Initially the researchers believed preserving the stool and extracting the viral RNA would be the easy part. Instead, they found no consensus in the literature for an optimal method to monitor viral RNA in stool.

“A lot of different studies use different criteria, different methods for testing, and different ways of storing the stool,” explained Alvin Han, the other co-first author of the study and a PhD student co-advised by Denise Monack and Bhatt. “All of this makes it very difficult for an apples-to-apples comparison of the results of the studies.”

Han and Natarajan set out, once and for all, to develop an optimal procedure for isolating and measuring RNA from stool samples. The method would allow researchers around the world to easily isolate maximum RNA from stool samples, to allow a true comparison of studies. “There’s always room for optimization and sometimes it’s helpful to take a step back and think critically about what can be improved,” said Han.

The journey from patient to lab bench begins with preservation of the stool sample. In most previous studies, the scientists had collected samples and stored them without any special preservative. However, stool contains natural molecules that can break down RNA. The researchers evaluated different techniques for stool preservation, separation, and quantification of the RNA, to determine the best method for each step.

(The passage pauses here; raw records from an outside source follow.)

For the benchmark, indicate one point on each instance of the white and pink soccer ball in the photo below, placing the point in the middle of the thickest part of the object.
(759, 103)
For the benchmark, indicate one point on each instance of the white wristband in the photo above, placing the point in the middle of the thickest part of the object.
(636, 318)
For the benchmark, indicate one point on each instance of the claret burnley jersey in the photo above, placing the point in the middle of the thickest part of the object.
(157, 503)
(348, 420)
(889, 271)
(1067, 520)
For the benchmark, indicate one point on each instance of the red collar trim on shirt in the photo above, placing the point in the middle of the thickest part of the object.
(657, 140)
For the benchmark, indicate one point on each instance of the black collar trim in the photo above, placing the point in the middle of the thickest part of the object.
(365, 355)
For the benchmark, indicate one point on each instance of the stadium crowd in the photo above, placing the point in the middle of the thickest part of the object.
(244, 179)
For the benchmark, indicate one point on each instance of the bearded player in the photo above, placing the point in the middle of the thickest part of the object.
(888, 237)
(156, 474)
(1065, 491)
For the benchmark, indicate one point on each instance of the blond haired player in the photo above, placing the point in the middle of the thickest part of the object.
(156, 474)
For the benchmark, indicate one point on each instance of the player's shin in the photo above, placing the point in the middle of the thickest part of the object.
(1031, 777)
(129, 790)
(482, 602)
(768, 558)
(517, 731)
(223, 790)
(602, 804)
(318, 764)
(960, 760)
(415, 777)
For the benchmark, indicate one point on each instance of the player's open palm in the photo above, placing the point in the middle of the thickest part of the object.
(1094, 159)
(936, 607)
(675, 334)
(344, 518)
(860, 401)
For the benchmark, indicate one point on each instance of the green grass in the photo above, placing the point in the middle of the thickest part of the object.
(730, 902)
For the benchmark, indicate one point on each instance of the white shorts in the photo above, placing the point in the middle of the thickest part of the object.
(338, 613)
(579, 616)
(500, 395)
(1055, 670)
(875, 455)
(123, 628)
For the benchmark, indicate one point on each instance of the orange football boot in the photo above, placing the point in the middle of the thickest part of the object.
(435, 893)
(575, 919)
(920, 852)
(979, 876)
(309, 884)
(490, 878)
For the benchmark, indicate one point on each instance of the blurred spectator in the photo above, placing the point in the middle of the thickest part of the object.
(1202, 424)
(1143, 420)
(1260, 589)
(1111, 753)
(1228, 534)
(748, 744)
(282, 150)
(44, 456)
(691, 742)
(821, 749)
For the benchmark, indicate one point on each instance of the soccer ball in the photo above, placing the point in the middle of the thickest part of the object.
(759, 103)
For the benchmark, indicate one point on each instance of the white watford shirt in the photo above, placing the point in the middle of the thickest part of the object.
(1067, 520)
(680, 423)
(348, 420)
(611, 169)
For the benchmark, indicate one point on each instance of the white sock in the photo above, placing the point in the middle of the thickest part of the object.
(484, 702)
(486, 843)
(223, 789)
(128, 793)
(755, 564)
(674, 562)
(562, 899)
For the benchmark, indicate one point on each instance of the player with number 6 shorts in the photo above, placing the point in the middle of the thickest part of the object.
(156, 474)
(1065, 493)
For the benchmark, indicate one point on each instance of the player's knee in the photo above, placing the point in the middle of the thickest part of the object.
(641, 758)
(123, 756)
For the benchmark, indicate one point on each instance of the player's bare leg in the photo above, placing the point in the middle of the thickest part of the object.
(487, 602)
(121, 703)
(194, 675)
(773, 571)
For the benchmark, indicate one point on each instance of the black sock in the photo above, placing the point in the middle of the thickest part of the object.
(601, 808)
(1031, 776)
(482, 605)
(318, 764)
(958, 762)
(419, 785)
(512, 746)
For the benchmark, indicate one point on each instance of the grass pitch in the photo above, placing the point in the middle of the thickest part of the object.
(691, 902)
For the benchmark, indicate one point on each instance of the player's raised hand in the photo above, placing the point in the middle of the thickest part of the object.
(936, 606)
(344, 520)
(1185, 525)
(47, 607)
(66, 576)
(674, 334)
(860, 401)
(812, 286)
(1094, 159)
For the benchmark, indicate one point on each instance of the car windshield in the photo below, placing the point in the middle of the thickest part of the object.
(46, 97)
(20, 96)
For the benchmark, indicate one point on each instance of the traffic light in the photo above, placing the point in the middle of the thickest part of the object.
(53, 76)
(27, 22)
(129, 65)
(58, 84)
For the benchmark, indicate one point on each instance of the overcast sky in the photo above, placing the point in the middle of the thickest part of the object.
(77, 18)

Han and Natarajan focused on techniques that resulted in the most detectable RNA and that would be usable by researchers in different settings, from small research labs to large-scale clinics.

 “We were very conscious throughout the process to identify methods that are scalable,” said Natarajan.

The real test of their final three-step pipeline was how well it would work on samples collected outside the well-controlled experimental setting of a lab. The team applied it to stool collected from a clinical trial of a possible COVID-19 treatment in the Stanford School of Medicine and found that their method allowed them to reliably measure the amount of RNA, a result that they hope will encourage widespread adoption of their technique.

The ability to consistently measure viral RNA in stool samples will be useful in future COVID-19 research. For example, viral RNA in stool may be correlated with patient outcomes, and the length of time that it remains in stool may indicate how effective the immune system is against SARS-CoV-2. Accurately measuring viral RNA can be applied to wastewater-based epidemiology, work currently being done by co-author Alexandria Boehm. Samples collected from sewage treatment plants can be analyzed to estimate how much of the virus is in a population, so researchers can survey the spread of the disease in real-time.

The authors have applied for a patent and are using the methods for ongoing research in the lab. The techniques can also be applied to detecting other coronaviruses in the future. “The main hope for me is that other researchers read this and see our proposed pipeline as reasonable and worth using,” said Han.

Bhatt is a faculty fellow at Stanford ChEM-H and is also a member of Bio-X, the Cardiovascular Institute, the Maternal & Child Health Research Institute, and the Stanford Cancer Institute. Other Stanford co-authors include Soumaya Zlitni, Erin F. Brooks, Summer E. Vance, Marlene Wolfe, Upinder Singh, Prasanna Jagannathan, and Benjamin A. Pinksy.